El Gimnasio Hermanos Manchego, photo essay by Theo Gould
Nelson Antonio “La Maldad” Manchego Sierra returned to San Andrés after a successful professional boxing career in the United States and Europe with a view to opening a free-to-all boxing gym to train local kids on the island. The building that now houses El Gimnasio Hermanos Manchego was originally filled with squatters and drug-addicts. Moving them on, Nelson and a group of those closest to him cleaned out the space and lobbied local businesses and his contacts from his boxing career to garner equipment with which to open his gym. Cement, wood, punchbags, gloves, ropes and the like. Despite the generous donations, the space is still very basic. There is no inside lighting, the floor often floods and the excess must be swept out of the building.
Nelson was known as “La Maldad” from a young age. It was a moniker given to him by his friends because he never shied away from conflict. Telling this tale with an menacing glint in his eye, he describes an altercation where after punching one guy a number of times, he then proceeded to beat him with a stick, and henceforward “The Evil One” was born.
Colombia has a rich boxing history. Not quite as illustrious as their Cuban neighbours, but a proud history nonetheless. In the most recent Olympics, Ingrit Valencia won bronze in the Women’s Flyweight, and Yuberjén Martínez won silver in the Men’s Flyweight, with Ceiber Ávila reaching the quarter finals. Considering the fact that Colombia only sent five boxers to the finals in Rio, and in a country where the overwhelming sporting focuses are football and cycling, that is a truly excellent achievement.
San Andrés is a sweaty place — the humidity is frequently somewhere between 75-85%. With the temperature always hovering around 30° celsius (86° fahrenheit), and often very little wind, there is little respite from the heat. Training in these sorts of conditions is not for the faint-hearted.
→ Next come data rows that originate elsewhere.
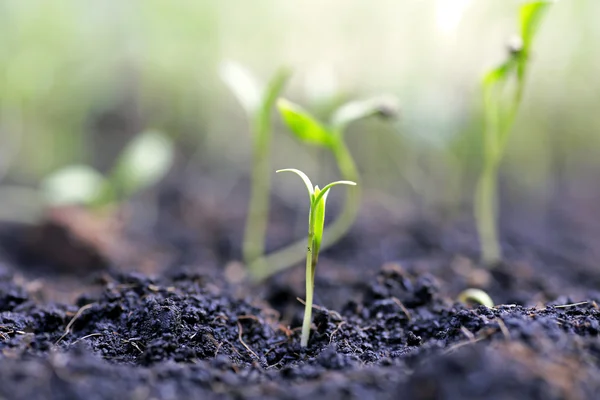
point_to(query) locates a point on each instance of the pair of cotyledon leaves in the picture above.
(302, 124)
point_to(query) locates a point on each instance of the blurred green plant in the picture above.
(476, 296)
(258, 104)
(316, 221)
(503, 89)
(143, 162)
(309, 130)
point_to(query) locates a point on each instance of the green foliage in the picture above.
(144, 162)
(310, 131)
(303, 125)
(258, 103)
(477, 296)
(502, 92)
(316, 221)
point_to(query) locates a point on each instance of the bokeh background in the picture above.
(79, 79)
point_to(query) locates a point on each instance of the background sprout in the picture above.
(502, 91)
(477, 296)
(316, 221)
(144, 162)
(258, 103)
(309, 130)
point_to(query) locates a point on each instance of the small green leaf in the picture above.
(477, 296)
(243, 85)
(75, 184)
(323, 192)
(384, 105)
(302, 124)
(302, 175)
(144, 162)
(530, 15)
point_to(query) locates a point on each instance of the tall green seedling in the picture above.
(330, 136)
(316, 221)
(258, 104)
(503, 88)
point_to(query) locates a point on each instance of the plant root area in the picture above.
(394, 331)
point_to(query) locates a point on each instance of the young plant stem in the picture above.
(311, 264)
(256, 222)
(486, 213)
(281, 259)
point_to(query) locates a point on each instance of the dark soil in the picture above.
(386, 325)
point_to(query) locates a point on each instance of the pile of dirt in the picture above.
(189, 336)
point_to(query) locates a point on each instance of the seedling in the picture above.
(143, 162)
(258, 104)
(503, 89)
(476, 296)
(316, 222)
(331, 137)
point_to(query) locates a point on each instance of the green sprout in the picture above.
(331, 137)
(503, 89)
(258, 103)
(316, 222)
(143, 162)
(476, 296)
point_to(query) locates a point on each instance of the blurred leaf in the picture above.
(75, 184)
(302, 124)
(530, 15)
(243, 85)
(144, 162)
(499, 74)
(355, 110)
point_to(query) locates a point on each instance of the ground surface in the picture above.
(390, 330)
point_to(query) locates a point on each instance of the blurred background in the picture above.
(80, 79)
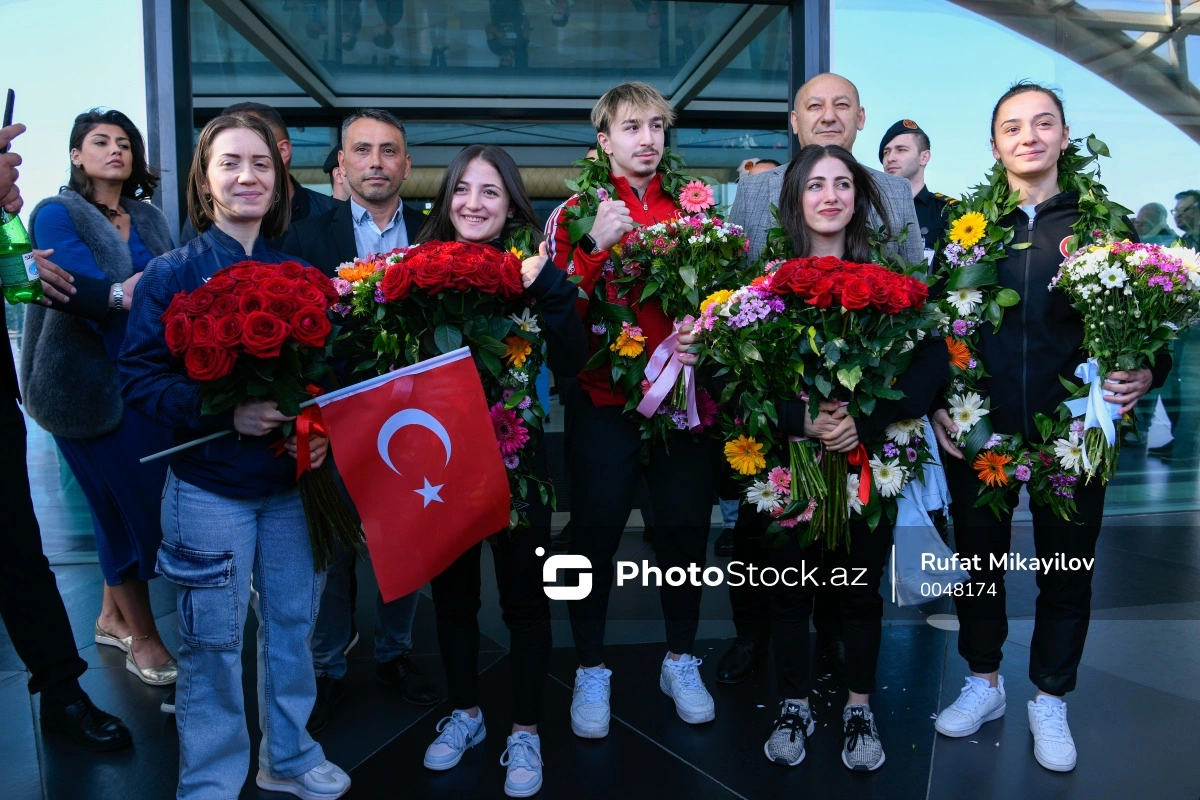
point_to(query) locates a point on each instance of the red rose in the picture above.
(282, 307)
(199, 301)
(306, 294)
(821, 295)
(204, 330)
(244, 271)
(208, 362)
(228, 330)
(432, 274)
(221, 283)
(856, 294)
(310, 326)
(292, 270)
(252, 301)
(178, 334)
(225, 305)
(264, 334)
(397, 282)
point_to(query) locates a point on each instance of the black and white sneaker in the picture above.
(792, 728)
(862, 750)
Nelson has about fifteen students, aged from about 10 and upwards. Eulogising about his students with a rare passion, he describes how every day turns out differently. Some come once and never return, others are more dedicated and come most days. He believes that five or six have the quality to turn the sport into a profession and from watching some, I can’t say that I disagree. Here, there’s a level of professionalism I’ve rarely associated with adolescents.
There is very little employment on the island besides construction and hotel work, so in a lot of ways Nelson’s students are fighting to get off the island to fulfil their talent. Nelson estimates the approximate peak shelf-life for a professional boxer is around about 5 years, which would make it one of the shortest sporting windows in any sport. As such, these students are racing against time to attract sponsorship and fight in rings with greater financial gain.
Nelson’s gym is the only of its kind on the island. Not only does he provide his time and expertise free-of-charge, but he has also managed to secure enough sponsorship that he feeds his students after every training session. They sit around on the few plastic and office chairs lying around the gym and talk about the sport. In a lot of ways Nelson has created a family whereby his students not only learn a valuable profession but it also keeps them out of trouble and away from nefarious lifestyles.
Sadly, there is a looming horizon in which the building may be taken away from Nelson to build a financial centre. Despite having the support of the new pro-sports Governor Ronald Housni Jaller, Nelson says he doesn’t know what’s going to happen to the gym as it stands. Yet, with the myriad of abandoned buildings on the island he is confident that there will be alternative spaces. We just hope that the hiatus in between finding another space and its opening is short and does not disrupt the family that has been created here.